I didn’t realise the size of exploration, production and potential in Africa! This is really good.

Michael in Dublin
June 24, 2021 7:18 am

Cape Town is a beautiful city with a much better climate than Dubai but it has very little to display in the way of energy production bar an old Nuclear Plant 1940MW (1984) and a small pumped storage power station 180MW (1979).

Perhaps politics is playing a role? Had Mandela been alive with his party in control of Cape Town and the province, perhaps the decision would have gone the other way. Perhaps money and fatter brown envelopes is playing an even bigger role?

H. D. Hoese
June 24, 2021 7:32 am

At least Chevron is interested in the first. Oil companies have a long history producing, using and transporting carbon dioxide. And Texas is studying sequestration.

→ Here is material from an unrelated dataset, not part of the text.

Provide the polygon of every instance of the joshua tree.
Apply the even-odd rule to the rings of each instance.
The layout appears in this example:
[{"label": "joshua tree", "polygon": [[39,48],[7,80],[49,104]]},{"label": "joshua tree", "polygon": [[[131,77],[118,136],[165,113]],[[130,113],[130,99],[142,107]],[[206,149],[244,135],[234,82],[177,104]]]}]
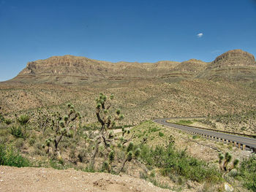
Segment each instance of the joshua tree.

Carbon capture, utilization, and storage hub development on the Gulf Coast
T.A. Meckel, A.P. Bump, S.D. Hovorka, R.H. Trevino. 19 May 2021.

June 25, 2021 2:02 am

The onslaught against Western oil companies will only mean other oil producers in Russia and elsewhere will happily take up the slack!

And people who have access to abundant energy – the socialist elites in Europe and the US – attempting to deny energy to those in Africa who do not have it, are despicable racists oppressing black people.